Liquidation Price
The price when the position is liquidated.
The liquidation price for a position is calculated based on the entry price and amount of collateral provided. The higher the leverage, the lower the collateral amount, therefore the higher the risk of liquidation.
When a position is liquidated, the user loses all the collateral reserved on the position.
Positions can only be liquidated using the price from the Oracle. When our server detects a position due for liquidation based on the Mark Price, it requests the last traded price from the Oracle.
If the liquidation price was generated by a short spike in the mark price and the price swiftly exits the liquidation range, the position will not be liquidated as the price provided by the Oracle comes with a delay of approx. 1min.
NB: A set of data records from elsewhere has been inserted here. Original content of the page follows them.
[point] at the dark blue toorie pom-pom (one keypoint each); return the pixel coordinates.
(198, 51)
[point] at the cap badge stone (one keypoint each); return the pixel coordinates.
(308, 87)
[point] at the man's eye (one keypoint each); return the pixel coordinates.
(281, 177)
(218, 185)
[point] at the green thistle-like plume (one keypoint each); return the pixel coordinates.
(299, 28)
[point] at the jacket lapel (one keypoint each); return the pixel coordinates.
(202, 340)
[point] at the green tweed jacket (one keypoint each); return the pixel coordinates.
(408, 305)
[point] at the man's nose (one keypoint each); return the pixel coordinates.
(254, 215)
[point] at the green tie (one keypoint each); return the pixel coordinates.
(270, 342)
So if the liquidation price was touched for less than 1 minute, the user's position is safe.
Liquidation Price Formula
Definitions
Parameter | Description |
---|---|
LP | Liquidation Price |
NL | Net Liquidation Price |
P | Entry Price |
C | Liquidation Coefficient |
M | Margin (Collateral) |
MOV | Allowed price movement before liquidation |
FC | Funding Cost |
S | Position Size |
FB | Funding Blocks (the number of blocks the position is opened for) |
FR | Funding Rate (rate per block) |
L | Leverage |
MM | Maintenance Margin |
Formulas
Parameter | Formula |
---|---|
NL | P ± MOV |
MOV | (M - FC) / S |
FC | S * P * FB * FR |
C | MM / L |
L | P * S / M |
Use Stop-Limit (Stop-Loss) orders to prevent the position from getting liquidated!